Hotelling T² — multivariate two-sample test¶
Module: shadow.statistical.hotelling
Function: hotelling_t2(x1, x2, alpha=0.05, permutations=0)
What it computes¶
Given two matrices X1 (n1 × D) and X2 (n2 × D) representing
behavioral fingerprints from a baseline and a candidate trace,
hotelling_t2 tests:
H0: μ1 = μ2 (no behavioral shift on any axis)
H1: μ1 ≠ μ2 (some axis has shifted)
It returns a HotellingResult with the T² statistic, its F
approximation, a p-value, and a reject_null decision at the given
α level.
Guarantee¶
Under multivariate normality with equal covariances, the F transform
F = ((n1 + n2 − D − 1) / ((n1 + n2 − 2) D)) · T²
is exactly F-distributed with (D, n1+n2−D−1) degrees of freedom
under H0. So p_value < α is an exact size-α test.

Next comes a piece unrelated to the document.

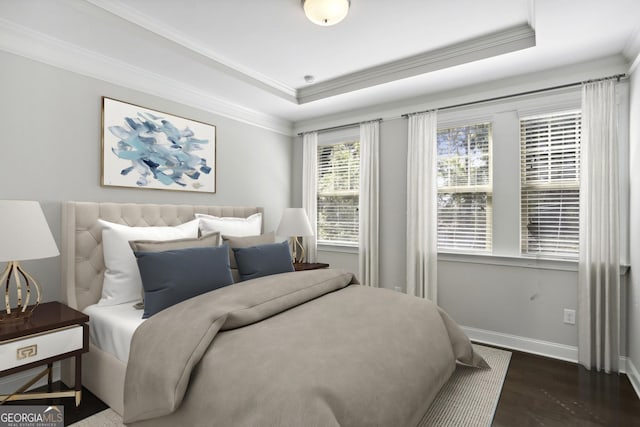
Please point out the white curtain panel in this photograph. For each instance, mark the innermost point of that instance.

When n1+n2−2 is small relative to D (the "small-sample / high-D" regime), the pooled covariance is poorly conditioned. Shadow applies the Oracle Approximating Shrinkage estimator (OAS, Chen, Wiesel, Eldar & Hero 2010):
Σ̂_OAS = (1 − ρ̂) S + ρ̂ (tr(S)/D) I
with ρ̂ computed in closed form. After shrinkage the F null is no
longer exact — the test is asymptotically valid but has finite-sample
bias. For exact size control at small n, pass permutations=N and
the function returns a Monte-Carlo permutation p-value with the
Phipson-Smyth (2010) correction (b+1)/(B+1).
Algorithm¶
- Compute sample means μ̂1, μ̂2 and pooled covariance S.
- Apply OAS shrinkage to S → Σ̂_OAS.
- Invert Σ̂_OAS (fall back to pseudo-inverse on singular).
- T² = (n1·n2)/(n1+n2) · (μ̂1−μ̂2)ᵀ Σ̂_OAS⁻¹ (μ̂1−μ̂2).
- F-statistic and p-value via
scipy.stats.f.sf(or permutation loop ifpermutations > 0).
References¶
- Hotelling, H. (1931). "The generalization of Student's ratio."
- Chen, Wiesel, Eldar & Hero (2010). "Shrinkage Algorithms for MMSE Covariance Estimation." IEEE Trans. Signal Processing.
- Anderson, T. W. (2003). An Introduction to Multivariate Statistical Analysis (3rd ed.). Permutation T² in §5.3.
- Phipson, B. & Smyth, G. K. (2010). "Permutation P-values Should Never Be Zero." Statistical Applications in Genetics and Molecular Biology 9(1).
Caveats¶
- The F-test assumes multivariate normality with equal covariances. Real fingerprint dimensions are bounded [0,1] and may be non-Gaussian; in practice the test still has reasonable Type-I control thanks to the central limit theorem at moderate n, but for small n with clearly non-normal data, switch to the permutation path.
- "Equal covariances" is the standard pooled-covariance assumption. If the candidate has substantially different variance than the baseline (heteroscedasticity), the test is anti-conservative — consider Box's M test as a pre-check.
- The shrinkage path improves conditioning but does not magically recover power when n is genuinely too small. With df2 ≤ 0 the function returns p=1.0 (cannot reject) rather than crashing.